Alguns treinadores têm atitudes pouco dignificantes e o Conselho de Disciplina da Federação Portuguesa de Futebol aplica sanções e multas, no mínimo, ridículas. A lei é branda e quem decide, decide quase sempre por defeito. Basta ver o exemplo inglês para se perceber que o futebol cá do burgo não se dá ao respeito. O regulamento disciplinar é claro no artigo Artigo 140.º com a epígrafe ‘Protestos contra a equipa de arbitragem’:  «1 – Os treinadores e auxiliares técnicos que, por ocasião dos jogos oficiais, protestarem ou adotarem atitude incorreta para com os elementos da equipa de arbitragem são punidos com a sanção de suspensão a fixar entre o mínimo de oito dias e o máximo de três meses e, acessoriamente, com a sanção de multa de montante a fixar entre o mínimo de 5 UC e o máximo de 15 UC; 2 – Em caso de reincidência, os limites mínimo e máximo da sanção acessória de multa são elevados para o dobro».   
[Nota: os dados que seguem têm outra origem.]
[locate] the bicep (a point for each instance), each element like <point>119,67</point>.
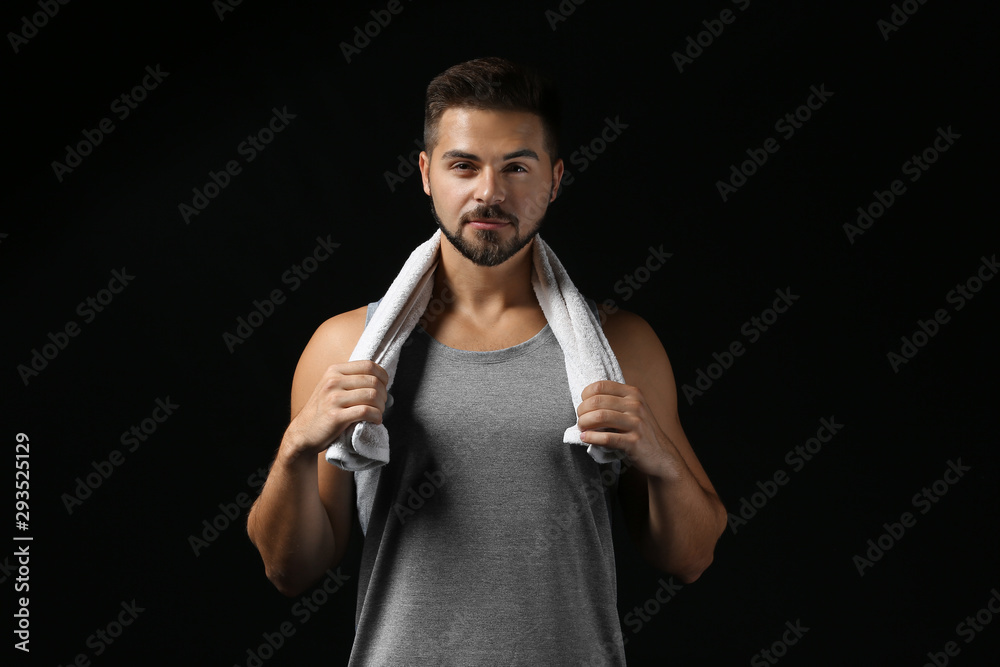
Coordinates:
<point>645,365</point>
<point>332,343</point>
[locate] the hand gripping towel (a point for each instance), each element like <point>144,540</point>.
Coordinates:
<point>588,355</point>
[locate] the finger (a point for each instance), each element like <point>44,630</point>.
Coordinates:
<point>374,397</point>
<point>609,439</point>
<point>360,381</point>
<point>606,419</point>
<point>601,402</point>
<point>605,387</point>
<point>362,413</point>
<point>364,367</point>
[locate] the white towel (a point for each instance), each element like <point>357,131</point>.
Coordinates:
<point>588,355</point>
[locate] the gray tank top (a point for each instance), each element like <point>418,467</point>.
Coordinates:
<point>487,539</point>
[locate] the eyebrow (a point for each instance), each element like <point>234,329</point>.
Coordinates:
<point>524,152</point>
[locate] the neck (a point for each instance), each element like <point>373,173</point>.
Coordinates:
<point>483,293</point>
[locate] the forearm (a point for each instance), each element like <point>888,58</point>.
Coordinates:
<point>289,524</point>
<point>684,523</point>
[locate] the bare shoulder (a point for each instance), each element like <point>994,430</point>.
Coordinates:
<point>331,343</point>
<point>335,338</point>
<point>636,345</point>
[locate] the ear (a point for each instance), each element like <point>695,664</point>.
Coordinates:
<point>425,171</point>
<point>557,172</point>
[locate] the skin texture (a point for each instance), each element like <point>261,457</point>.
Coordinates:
<point>487,167</point>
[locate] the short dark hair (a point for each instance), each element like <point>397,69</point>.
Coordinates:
<point>493,84</point>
Uma vez que as sanções e as multas são quase sempre a brincar, os treinadores têm via aberta para dizer e fazer o que lhes passa pela cabeça durante o jogo e no pós-jogo e têm comportamentos e uma linguagem ofensiva que envergonham qualquer pessoa. Além dos títulos que conquistou no FC Porto, Sérgio Conceição merece também a medalha de mau comportamento. Quando disse que «está habituado ao lixo do futebol português», só pode estar a pensar nas suas repetidas atitudes para com árbitros e colegas de profissão, no que é acompanhado pelo administrador da SAD Luís Gonçalves. Se há alguém que não tem moral para falar assim é Sérgio Conceição. Nos dez anos que leva como treinador principal foi expulso 23 vezes e como técnico do FC Porto foi expulso 13 vezes – só esta temporada foram quatro expulsões. Será que está convicto de que é o dono da razão e que o mundo está inteirinho contra ele?   
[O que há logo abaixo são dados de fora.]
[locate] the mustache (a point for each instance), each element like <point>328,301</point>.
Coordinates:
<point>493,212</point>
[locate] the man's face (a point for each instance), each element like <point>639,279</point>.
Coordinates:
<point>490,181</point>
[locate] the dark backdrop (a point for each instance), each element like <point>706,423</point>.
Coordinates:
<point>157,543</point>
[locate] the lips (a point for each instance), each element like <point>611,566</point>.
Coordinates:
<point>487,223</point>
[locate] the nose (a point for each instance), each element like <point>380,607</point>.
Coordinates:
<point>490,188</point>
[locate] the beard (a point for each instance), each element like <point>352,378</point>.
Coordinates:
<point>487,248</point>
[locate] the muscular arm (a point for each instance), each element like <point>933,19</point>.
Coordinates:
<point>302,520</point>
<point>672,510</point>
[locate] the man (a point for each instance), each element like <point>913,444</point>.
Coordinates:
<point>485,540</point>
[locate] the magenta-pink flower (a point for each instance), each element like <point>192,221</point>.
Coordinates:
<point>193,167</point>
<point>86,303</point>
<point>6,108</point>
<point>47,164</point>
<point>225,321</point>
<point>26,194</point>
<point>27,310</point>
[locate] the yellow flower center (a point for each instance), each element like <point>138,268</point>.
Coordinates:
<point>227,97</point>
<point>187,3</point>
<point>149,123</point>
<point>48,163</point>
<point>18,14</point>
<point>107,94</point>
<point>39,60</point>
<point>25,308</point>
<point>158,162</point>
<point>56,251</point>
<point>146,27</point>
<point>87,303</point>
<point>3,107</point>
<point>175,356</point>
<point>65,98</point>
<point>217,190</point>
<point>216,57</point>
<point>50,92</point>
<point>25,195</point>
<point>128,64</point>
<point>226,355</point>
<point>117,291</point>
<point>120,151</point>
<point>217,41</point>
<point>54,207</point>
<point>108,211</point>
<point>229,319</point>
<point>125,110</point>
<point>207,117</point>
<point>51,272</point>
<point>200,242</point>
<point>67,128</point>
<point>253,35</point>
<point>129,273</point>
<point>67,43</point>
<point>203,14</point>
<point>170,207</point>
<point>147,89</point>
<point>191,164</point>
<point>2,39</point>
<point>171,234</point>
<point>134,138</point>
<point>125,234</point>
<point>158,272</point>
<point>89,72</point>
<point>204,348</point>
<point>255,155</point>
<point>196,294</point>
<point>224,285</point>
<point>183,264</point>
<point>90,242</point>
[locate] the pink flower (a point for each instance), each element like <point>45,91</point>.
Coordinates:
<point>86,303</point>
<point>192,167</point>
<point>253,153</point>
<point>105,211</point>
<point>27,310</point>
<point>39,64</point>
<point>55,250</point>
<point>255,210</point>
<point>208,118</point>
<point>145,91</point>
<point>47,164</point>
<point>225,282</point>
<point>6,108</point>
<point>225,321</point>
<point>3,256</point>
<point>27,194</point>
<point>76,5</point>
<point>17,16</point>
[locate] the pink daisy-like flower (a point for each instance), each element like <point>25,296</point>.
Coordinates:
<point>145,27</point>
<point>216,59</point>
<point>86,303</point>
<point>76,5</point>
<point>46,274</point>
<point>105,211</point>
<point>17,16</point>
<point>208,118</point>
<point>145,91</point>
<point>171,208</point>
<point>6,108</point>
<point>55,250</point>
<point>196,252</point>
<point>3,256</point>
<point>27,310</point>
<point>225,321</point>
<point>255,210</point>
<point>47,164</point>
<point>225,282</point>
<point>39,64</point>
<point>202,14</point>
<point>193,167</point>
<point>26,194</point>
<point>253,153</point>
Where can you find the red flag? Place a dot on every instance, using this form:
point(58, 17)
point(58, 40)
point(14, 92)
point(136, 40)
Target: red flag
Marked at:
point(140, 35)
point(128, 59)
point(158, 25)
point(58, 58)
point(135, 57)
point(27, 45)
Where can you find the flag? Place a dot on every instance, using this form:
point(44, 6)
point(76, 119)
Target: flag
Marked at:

Nas últimas semanas, o discurso endureceu e sucederam-se episódios vergonhosos para justificar alguns falhanços desportivos. Desde gestos para outros treinadores que dão origem a várias leituras, até acesas discussões com árbitros durante e no final dos jogos, com muito vernáculo e ofensas à mistura, tem valido tudo. E nem um pedido de desculpa. Em Espanha, também há casos menos recomendáveis, mas com outro desfecho. Recentemente, Fernando Torres (Atlético de Madrid) e Arbeloa (Real Madrid) trocaram insultos num jogo de juvenis. No final, Fernando Torres disse que ficou envergonhado e que não se revê naquele comportamento. Os protagonistas portugueses não têm vergonha de nada e muito menos estão dispostos a mudar de atitude porque o ‘crime’ compensa.   
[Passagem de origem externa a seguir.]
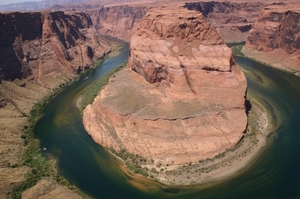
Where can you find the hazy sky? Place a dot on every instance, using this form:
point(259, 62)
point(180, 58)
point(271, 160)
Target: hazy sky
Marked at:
point(3, 2)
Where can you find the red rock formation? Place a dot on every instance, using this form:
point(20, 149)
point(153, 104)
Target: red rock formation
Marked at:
point(276, 35)
point(232, 20)
point(118, 21)
point(185, 100)
point(42, 44)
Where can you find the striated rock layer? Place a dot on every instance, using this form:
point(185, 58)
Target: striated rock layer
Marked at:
point(47, 43)
point(276, 36)
point(182, 97)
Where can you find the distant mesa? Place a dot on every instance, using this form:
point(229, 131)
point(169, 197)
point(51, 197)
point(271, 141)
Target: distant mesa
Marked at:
point(181, 99)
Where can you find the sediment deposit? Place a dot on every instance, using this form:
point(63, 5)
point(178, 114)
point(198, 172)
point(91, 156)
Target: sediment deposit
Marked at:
point(182, 97)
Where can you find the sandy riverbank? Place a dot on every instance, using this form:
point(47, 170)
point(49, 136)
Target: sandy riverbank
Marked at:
point(212, 170)
point(277, 58)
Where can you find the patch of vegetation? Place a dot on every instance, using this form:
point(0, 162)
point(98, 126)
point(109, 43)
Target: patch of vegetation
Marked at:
point(89, 94)
point(133, 161)
point(32, 156)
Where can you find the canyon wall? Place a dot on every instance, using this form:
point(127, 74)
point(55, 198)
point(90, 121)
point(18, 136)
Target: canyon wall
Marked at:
point(39, 52)
point(118, 21)
point(182, 97)
point(232, 20)
point(36, 5)
point(275, 37)
point(47, 43)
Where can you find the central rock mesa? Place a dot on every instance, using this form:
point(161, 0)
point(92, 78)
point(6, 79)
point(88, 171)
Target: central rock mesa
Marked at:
point(181, 99)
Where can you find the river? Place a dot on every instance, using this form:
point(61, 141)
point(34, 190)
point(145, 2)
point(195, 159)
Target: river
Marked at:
point(274, 174)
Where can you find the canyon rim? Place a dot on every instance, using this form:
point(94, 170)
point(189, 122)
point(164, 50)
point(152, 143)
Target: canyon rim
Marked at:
point(180, 100)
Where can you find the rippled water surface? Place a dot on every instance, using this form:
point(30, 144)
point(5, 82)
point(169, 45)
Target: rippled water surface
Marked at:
point(275, 174)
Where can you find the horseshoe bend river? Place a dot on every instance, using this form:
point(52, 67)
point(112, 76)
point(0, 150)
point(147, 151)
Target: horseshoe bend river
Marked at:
point(274, 174)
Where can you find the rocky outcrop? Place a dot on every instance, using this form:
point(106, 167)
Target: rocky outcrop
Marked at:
point(36, 5)
point(182, 97)
point(3, 102)
point(47, 43)
point(232, 20)
point(276, 36)
point(118, 21)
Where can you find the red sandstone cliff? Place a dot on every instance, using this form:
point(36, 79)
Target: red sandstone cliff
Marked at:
point(118, 21)
point(182, 97)
point(275, 37)
point(43, 44)
point(232, 20)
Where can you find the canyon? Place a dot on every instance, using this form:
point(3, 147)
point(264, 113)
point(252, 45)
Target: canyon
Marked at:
point(42, 50)
point(181, 100)
point(275, 38)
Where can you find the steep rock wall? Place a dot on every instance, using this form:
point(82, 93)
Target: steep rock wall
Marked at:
point(232, 20)
point(47, 43)
point(118, 21)
point(182, 97)
point(276, 35)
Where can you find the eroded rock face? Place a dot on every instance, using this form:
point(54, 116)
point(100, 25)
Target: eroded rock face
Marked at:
point(232, 20)
point(118, 21)
point(276, 34)
point(182, 97)
point(47, 43)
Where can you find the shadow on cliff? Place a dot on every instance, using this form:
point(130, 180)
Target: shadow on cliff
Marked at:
point(248, 106)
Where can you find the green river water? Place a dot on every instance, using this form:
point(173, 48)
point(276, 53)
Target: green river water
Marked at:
point(274, 174)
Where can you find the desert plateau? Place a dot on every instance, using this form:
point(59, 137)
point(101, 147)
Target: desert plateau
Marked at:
point(168, 99)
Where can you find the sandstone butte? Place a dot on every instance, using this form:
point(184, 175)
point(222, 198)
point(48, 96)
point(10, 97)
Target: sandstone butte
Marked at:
point(181, 98)
point(275, 36)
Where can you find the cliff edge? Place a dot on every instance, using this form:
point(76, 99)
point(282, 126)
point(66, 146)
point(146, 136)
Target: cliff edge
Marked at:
point(274, 39)
point(180, 100)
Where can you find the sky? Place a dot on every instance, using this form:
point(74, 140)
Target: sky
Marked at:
point(3, 2)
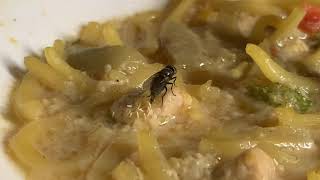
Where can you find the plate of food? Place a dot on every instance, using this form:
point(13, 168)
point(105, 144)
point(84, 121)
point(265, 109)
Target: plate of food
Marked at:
point(160, 90)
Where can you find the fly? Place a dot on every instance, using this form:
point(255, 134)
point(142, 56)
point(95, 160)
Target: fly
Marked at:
point(160, 80)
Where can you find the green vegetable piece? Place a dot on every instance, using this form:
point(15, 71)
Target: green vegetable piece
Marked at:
point(280, 95)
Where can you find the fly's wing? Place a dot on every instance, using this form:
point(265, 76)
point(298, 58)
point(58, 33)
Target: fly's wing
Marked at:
point(146, 85)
As tristes figuras protagonizadas por Sérgio Conceição e pelo adjunto do Casa Pia, Vasco Matos, no Estádio do Dragão, são o exemplo mais recente do ambiente que se vive no escalão principal. O Conselho de Disciplina instaurou um processo disciplinar aos dois treinadores, mas, se continuar a considerar que são tudo bons rapazes, então, o futebol português não sai do mesmo lamaçal. Da última vez que viu o cartão vermelho num jogo da primeira liga por dito ao árbitro Fábio Veríssimo «És fraco», Sérgio Conceição apanhou um jogo de suspensão e foi multado em 4.080 euros. Que pensará Jürgen Klopp disto tudo?